We'd come to the right place. The shop is owned by Mike Ridley, a Pooh fanatic who has devised a guided tour of local Pooh-related sights. We bought a copy of his pamphlet, titled "Two Expotitions to the Enchanted Places" (an "expotition" being Pooh-speak for an adventure), and set off on our way.

Destination No. 1: The Poohsticks Bridge. For those who may need a refresher, Poohsticks is a game -- invented by Pooh -- in which the participants drop twigs off the upstream side of a bridge, then race to the downstream side to see whose stick floats through first. The bridge is at the bottom of a wooded hill a couple of miles outside Hartfield.

After a quick drive, we found the right trail and set off into the woods, keeping our eyes peeled for promising-looking twigs as we went. A mile or so down the trail, we came to the bridge, a simple wooden structure that, like many objects of celebrity, was somewhat smaller than imagined. But still, it gave me a little thrill to see it.
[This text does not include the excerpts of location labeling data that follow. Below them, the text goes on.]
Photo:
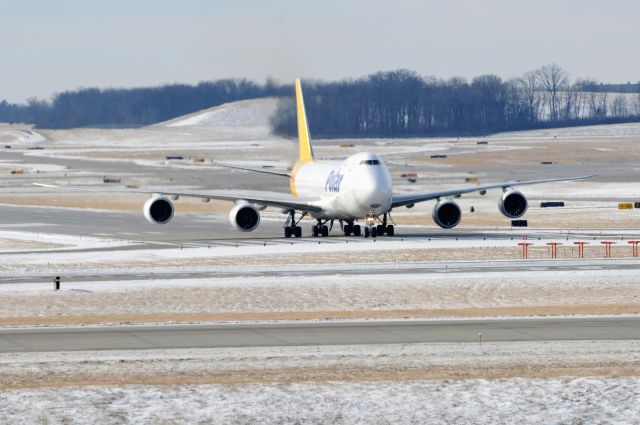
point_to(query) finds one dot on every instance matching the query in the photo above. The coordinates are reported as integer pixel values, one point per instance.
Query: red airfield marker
(607, 248)
(581, 248)
(554, 248)
(525, 249)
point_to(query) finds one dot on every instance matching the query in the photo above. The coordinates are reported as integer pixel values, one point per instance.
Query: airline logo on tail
(306, 151)
(304, 139)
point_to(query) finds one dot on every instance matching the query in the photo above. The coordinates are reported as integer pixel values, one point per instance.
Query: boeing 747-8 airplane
(358, 188)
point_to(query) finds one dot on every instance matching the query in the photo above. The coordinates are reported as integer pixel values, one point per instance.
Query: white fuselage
(355, 188)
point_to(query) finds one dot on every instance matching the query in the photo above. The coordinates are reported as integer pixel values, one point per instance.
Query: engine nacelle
(158, 210)
(447, 214)
(244, 217)
(513, 204)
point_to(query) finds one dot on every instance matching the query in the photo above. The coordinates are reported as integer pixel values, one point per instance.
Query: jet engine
(158, 210)
(447, 214)
(513, 204)
(244, 217)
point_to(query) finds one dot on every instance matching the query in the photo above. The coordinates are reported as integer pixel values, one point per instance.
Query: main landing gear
(291, 227)
(379, 230)
(352, 229)
(321, 228)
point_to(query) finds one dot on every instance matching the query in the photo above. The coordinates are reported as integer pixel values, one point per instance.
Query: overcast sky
(52, 46)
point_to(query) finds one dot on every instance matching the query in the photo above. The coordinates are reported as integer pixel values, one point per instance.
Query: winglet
(306, 151)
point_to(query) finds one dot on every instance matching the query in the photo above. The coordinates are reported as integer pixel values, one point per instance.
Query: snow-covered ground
(514, 401)
(357, 385)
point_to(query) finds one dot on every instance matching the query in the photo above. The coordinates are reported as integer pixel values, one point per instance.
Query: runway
(305, 334)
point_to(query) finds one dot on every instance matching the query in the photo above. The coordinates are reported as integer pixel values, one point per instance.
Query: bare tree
(554, 80)
(619, 107)
(529, 86)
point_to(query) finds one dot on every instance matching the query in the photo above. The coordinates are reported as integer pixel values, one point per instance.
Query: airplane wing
(255, 170)
(271, 200)
(401, 200)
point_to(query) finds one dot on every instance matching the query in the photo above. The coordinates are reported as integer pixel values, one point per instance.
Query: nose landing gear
(291, 227)
(380, 229)
(321, 228)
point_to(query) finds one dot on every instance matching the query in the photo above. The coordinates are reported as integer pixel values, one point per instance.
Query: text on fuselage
(333, 181)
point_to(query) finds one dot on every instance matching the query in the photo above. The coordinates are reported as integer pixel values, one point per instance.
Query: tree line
(133, 107)
(404, 104)
(385, 104)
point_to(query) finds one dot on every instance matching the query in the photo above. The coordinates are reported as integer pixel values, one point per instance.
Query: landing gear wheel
(390, 230)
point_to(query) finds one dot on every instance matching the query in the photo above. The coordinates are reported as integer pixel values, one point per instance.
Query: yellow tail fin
(306, 151)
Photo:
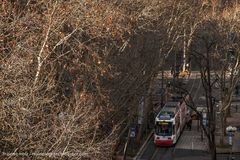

Twigs in hand, we took our spots on the upstream side and commenced our Poohsticks competition. We played at least four rounds, plus tiebreakers. (A tip: The secret to winning is "letting your stick drop in a twitchy sort of way," as Eeyore once explained to Tigger.)

Now onto the forest

We wandered back to the car and set off for the next stop: Ashdown Forest, a 6,000-acre protected area that lies just outside Hartfield. Milne and his son, Christopher Robin, spent many hours wandering through the forest in the 1920s, and it was here that the beloved Pooh illustrator E.H. Shepard came for inspiration.

Today, the forest is home to many spots of interest to Pooh fans -- assuming, that is, that you know where to look. We set off on our walk, guide in hand, and kept our eyes peeled for our first point of interest, the Enchanted Place, which we encountered at the top of the highest hill. We paused for a good half-hour in that magical little circle of forest, but there were other spots to find.

And find them we did: We saw the Cunning Trap to catch a Heffalump (but that ended up catching Pooh), as well as the Sandy Pit Where Roo Plays, which really is quite sandy. In the bottom of a little valley, we discovered the North Pole (including the spot where Roo fell in), as well as Eeyore's Gloomy Place, which Milne rightly describes as "Rather Boggy and Sad." And looking across to the next hill, we could see the Hundred Acre Wood, which is where Owl lived, in a house with a bell pull and a doorknocker.

We carried Milne's two most famous books, "Winnie-the-Pooh" and "The House at Pooh Corner," with us as we walked, and we enjoyed rereading the stories as we encountered their settings. But even apart from all things Pooh, the area was beautiful in its own right, with its shady streams, quiet forest corners and fields of wind-swept purple heather.

At one point, a sudden clearing in the trees revealed a lovely view to the north and west. And there in the middle of the clearing we saw the memorial stone that honors both Milne and Shepard. The stone is placed at the precise spot where, according to Christopher Robin, who died in 1996, his father liked to pause for a rest and admire the view.

The walk finished and our pilgrimage complete, we passed through Hartfield one last time. We stopped for a meal at the Anchor Inn, off the village's main street.

It might have been because of all that walking, or maybe it was the sun and wind followed by a hearty meal, but sitting there sipping my soup beside the pub's 500-year-old fireplace, I suddenly found myself in a daydreamy sort of mood.

This would be a lovely place to write, I thought -- and I imagined Milne sitting quietly in a corner, scratching away at his notebook. And then I started to think about Pooh in a nostalgic kind of way, almost missing this comfortable little corner of England before we had even left it.